El Negro Detrás de la oreja
description
El Negro Detrás de la Oreja (The Black Behind the Ear) aims to enhance Dominican culture by marginalizing racial and classist stigmas that disrupt our society.
Through a series of popular objects cast in porcelain and photographs, I create compositions with minimalist aesthetics interpreting popular Dominican phrases to depict 'Dominicanidad' in a decolonial context.
This project highlights how the culture of the Caribbean tends to be defined through the voices of its colonizers, thus excluding the rich heritage of our African and Taino ancestors.
“The Black Behind the Ear” is an old Dominican idiom first used in the 1883 poem by Juan Antonio Alix. The poem is a criticism of racial prejudice when Dominicans prioritize their European or white heritage while simultaneously rejecting their African roots.
“The white one”, who had a grandmother, As black as coal, Never mentions her, Even if they are set on fire. And to their aunt Mrs. Beans, Since she was white, They never stop mentioning her;
To make people understand, That they never had, The Black behind the Ear.”
– Juan Antonio Alix
The Black Behind the Ear has been supported and first shown at the biennale Centro Leon Jimenez 2014. Today part of the series lives as part of El Centro Leon's permanent collection.
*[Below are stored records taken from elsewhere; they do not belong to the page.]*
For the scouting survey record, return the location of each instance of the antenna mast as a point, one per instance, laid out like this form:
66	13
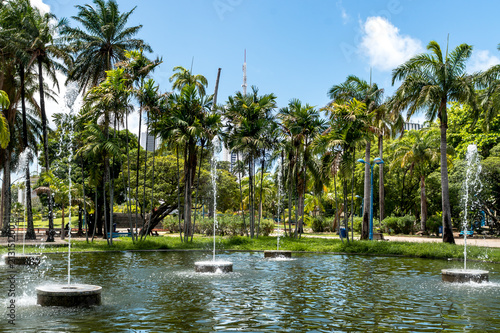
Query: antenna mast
244	85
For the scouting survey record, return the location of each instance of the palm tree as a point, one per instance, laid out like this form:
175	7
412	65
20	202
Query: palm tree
101	42
429	82
349	123
182	123
183	77
249	115
138	67
109	99
4	125
419	151
302	124
371	95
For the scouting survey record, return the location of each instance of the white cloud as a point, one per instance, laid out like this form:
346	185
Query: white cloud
481	60
40	5
383	44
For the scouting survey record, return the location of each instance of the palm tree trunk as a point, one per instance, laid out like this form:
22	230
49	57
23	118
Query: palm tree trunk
152	192
241	196
138	168
381	192
423	205
129	205
260	196
197	187
179	193
447	226
62	223
50	237
84	201
143	211
250	201
30	231
366	213
6	195
337	216
290	191
352	193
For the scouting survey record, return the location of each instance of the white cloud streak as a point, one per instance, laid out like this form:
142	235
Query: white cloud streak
481	60
384	45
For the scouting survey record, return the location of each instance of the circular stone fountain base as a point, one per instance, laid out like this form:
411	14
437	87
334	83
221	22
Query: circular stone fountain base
464	275
69	295
277	254
23	259
213	266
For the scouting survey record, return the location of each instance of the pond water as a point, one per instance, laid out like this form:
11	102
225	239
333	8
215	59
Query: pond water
160	292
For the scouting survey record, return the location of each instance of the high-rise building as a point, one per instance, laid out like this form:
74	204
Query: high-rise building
148	142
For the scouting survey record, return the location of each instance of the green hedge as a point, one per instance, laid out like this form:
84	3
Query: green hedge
399	225
227	225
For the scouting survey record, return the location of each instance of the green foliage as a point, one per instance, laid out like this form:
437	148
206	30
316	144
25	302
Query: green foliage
319	224
399	225
433	223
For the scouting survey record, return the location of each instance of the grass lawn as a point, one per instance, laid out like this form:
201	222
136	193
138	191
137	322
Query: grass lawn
421	250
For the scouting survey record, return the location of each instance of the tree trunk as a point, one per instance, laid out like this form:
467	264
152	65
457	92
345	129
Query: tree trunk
447	226
423	205
241	195
30	230
179	193
50	237
366	213
251	197
260	196
381	192
62	223
6	197
129	205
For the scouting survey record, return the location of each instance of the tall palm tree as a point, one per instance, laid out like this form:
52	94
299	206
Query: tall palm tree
302	123
429	82
371	95
349	123
419	151
183	77
249	115
182	123
108	101
388	123
101	42
138	67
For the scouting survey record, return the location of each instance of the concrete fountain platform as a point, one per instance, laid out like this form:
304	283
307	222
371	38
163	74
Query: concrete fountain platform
277	254
464	275
213	266
69	295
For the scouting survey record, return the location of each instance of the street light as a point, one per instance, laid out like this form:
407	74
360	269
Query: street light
377	160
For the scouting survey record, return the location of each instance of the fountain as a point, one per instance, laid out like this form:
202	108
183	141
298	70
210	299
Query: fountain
278	253
472	185
14	258
69	295
214	266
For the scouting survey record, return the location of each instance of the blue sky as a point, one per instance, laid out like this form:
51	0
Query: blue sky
299	49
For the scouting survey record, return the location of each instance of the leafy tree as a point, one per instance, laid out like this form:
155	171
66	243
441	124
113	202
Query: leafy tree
429	82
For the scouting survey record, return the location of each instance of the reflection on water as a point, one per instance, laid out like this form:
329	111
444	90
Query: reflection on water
160	292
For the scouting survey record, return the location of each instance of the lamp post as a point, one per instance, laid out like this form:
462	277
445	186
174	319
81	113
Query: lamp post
377	160
361	207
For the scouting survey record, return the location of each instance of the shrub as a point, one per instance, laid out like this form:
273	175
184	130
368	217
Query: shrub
266	227
399	225
433	223
318	224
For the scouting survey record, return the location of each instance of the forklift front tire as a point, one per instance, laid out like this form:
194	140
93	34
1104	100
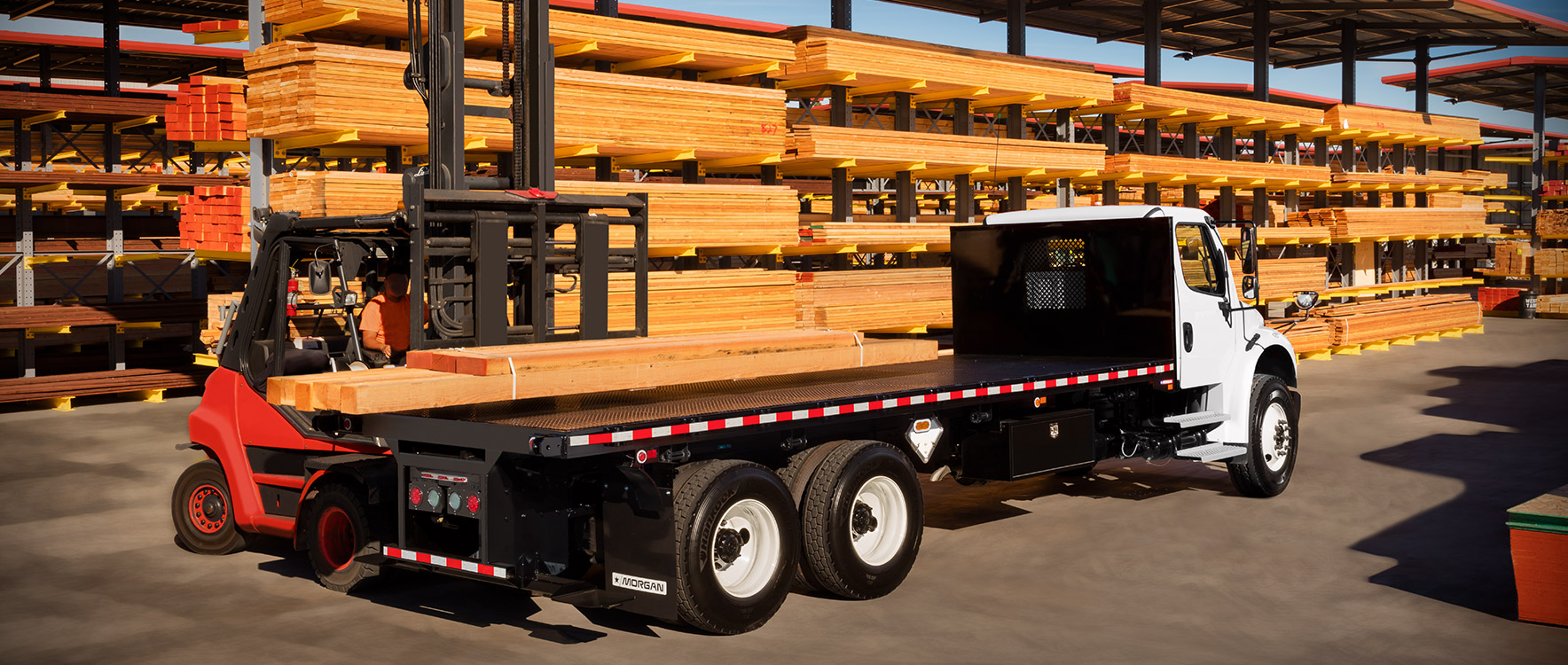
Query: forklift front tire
204	510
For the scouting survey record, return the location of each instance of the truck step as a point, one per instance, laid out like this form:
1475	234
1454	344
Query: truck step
1211	452
1196	419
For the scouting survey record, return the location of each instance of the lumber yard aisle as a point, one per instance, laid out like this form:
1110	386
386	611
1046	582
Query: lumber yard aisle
1390	548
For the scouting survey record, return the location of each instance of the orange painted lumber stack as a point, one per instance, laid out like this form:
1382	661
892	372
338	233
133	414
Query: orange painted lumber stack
1388	318
579	367
1400	122
877	60
615	40
216	218
698	301
679	215
208	108
1155	98
1306	336
302	90
1394	222
875	300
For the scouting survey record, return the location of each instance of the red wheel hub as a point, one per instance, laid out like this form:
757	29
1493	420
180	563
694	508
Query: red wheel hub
209	512
334	534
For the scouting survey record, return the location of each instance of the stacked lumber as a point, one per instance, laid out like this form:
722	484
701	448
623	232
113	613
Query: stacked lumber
1551	222
814	230
581	367
698	301
1306	336
216	218
1400	122
208	108
1203	104
875	60
614	40
1282	278
1243	171
678	215
300	90
811	148
1398	317
1394	222
874	300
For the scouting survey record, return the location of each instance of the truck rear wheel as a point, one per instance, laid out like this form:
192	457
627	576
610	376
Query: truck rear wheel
861	521
1272	441
736	544
336	530
204	510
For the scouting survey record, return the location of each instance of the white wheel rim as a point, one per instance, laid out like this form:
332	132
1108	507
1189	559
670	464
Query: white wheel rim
880	540
1274	438
759	552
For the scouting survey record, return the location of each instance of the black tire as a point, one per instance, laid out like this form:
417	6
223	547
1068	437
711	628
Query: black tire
833	516
204	510
336	532
1255	477
704	491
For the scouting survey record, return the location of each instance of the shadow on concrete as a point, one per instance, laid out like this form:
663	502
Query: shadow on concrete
953	507
1457	552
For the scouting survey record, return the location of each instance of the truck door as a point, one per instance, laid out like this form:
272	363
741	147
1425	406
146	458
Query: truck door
1206	334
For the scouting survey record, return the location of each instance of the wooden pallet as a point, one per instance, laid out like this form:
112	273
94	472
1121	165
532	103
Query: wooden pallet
312	90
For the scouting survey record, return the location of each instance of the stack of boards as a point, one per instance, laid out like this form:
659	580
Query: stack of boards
1360	222
521	372
875	300
302	88
679	215
1386	318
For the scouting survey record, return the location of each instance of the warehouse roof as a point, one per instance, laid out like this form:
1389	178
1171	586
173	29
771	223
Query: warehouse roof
1507	83
1305	32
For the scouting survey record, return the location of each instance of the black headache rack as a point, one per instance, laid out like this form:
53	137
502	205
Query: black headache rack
679	420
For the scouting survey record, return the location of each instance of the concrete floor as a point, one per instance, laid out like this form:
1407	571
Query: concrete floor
1390	546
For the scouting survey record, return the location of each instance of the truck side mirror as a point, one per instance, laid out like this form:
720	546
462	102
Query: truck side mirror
1250	287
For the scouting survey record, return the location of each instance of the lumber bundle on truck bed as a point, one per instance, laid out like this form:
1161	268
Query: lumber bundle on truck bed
1394	222
1388	318
1241	171
1306	336
300	88
811	146
877	60
1400	122
678	215
616	40
1156	98
698	301
579	367
875	300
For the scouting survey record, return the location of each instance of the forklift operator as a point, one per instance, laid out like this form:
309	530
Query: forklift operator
383	325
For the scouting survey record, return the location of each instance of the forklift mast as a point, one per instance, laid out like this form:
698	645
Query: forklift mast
486	254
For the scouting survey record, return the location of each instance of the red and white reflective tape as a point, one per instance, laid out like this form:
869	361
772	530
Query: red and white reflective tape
445	562
855	408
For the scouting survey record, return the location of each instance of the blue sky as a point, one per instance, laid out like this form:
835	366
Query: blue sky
947	28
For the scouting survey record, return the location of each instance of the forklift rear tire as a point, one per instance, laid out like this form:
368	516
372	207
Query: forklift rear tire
861	521
736	544
204	510
336	530
1272	441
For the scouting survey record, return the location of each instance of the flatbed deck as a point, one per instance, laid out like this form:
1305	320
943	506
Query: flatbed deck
593	422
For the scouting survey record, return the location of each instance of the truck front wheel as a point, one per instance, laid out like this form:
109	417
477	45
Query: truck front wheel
736	542
336	530
1272	441
204	510
861	521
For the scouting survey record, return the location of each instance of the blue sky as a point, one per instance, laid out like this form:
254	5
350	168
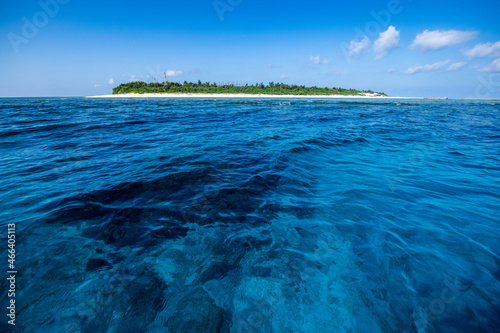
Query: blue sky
403	48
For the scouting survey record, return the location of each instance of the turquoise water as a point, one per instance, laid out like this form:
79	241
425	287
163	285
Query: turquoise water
237	215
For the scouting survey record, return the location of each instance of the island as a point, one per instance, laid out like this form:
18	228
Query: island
275	89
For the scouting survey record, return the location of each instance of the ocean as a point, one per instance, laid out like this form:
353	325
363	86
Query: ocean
250	215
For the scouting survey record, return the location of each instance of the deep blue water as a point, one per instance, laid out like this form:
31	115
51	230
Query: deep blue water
175	215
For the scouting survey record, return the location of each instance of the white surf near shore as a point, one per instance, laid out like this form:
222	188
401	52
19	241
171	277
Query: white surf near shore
196	95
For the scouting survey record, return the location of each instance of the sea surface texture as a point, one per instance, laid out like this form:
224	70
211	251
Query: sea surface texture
251	215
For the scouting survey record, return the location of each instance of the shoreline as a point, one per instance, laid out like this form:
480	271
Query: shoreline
201	95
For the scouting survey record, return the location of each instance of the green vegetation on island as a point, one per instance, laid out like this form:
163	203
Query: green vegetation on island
139	87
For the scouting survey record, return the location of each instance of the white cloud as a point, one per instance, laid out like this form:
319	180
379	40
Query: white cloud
484	50
387	40
457	65
133	78
434	40
493	67
318	60
173	73
426	68
357	48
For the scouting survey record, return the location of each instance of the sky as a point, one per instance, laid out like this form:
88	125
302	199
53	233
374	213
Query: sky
415	48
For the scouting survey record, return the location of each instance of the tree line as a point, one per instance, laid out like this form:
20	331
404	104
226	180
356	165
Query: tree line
271	88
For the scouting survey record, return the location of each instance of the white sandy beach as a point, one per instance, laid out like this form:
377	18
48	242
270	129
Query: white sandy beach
196	95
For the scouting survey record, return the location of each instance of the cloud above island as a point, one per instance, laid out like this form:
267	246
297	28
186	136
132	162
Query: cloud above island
387	41
317	60
437	39
483	50
457	65
357	48
171	73
494	67
426	68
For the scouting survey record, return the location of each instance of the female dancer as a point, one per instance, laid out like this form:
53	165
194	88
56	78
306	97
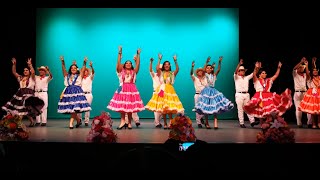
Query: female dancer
165	100
210	100
24	103
310	101
264	103
127	99
72	99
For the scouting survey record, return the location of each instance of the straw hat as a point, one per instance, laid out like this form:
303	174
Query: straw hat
42	68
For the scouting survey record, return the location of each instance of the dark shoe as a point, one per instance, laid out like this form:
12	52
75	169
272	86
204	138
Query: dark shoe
32	124
137	124
255	123
123	126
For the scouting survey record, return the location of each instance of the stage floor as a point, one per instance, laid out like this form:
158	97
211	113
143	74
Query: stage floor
57	130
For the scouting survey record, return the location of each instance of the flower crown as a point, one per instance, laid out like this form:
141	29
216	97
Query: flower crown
12	128
181	129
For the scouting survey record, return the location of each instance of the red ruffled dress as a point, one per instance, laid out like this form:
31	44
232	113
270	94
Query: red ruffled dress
264	102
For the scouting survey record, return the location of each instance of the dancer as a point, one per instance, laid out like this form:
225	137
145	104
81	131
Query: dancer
165	100
310	102
86	86
41	91
264	103
199	82
301	75
126	98
211	101
241	82
72	100
135	118
155	84
24	103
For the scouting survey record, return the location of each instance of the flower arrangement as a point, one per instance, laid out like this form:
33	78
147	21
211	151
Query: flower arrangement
101	130
12	128
182	130
276	131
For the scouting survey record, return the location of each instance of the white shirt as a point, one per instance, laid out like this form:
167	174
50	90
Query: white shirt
77	83
199	85
42	83
155	80
299	81
23	84
242	83
87	83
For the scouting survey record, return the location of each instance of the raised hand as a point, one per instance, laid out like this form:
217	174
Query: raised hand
208	59
258	64
175	58
14	61
135	58
29	61
120	49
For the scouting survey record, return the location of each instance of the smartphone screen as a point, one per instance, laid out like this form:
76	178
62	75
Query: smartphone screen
184	146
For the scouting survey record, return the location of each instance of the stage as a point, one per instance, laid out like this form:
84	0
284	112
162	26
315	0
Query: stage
57	130
58	149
The project has participated in:
– Genesis and Trajectory, 2019.
A selection of works from the Eduardo León Jimenes Collection of Visual Arts.
–Afro Syncretic, 2020.
NYU Latinx Project, curated by Yelaine Rodriguez
– Arte para expresArte: un museo a cialo abierto, 2021.
"Centro León y Cartel, with the support of the Mayor's Office of the National District, exhibits works by Dominican artists on more than 300 billboards in the city of Santo Domingo.”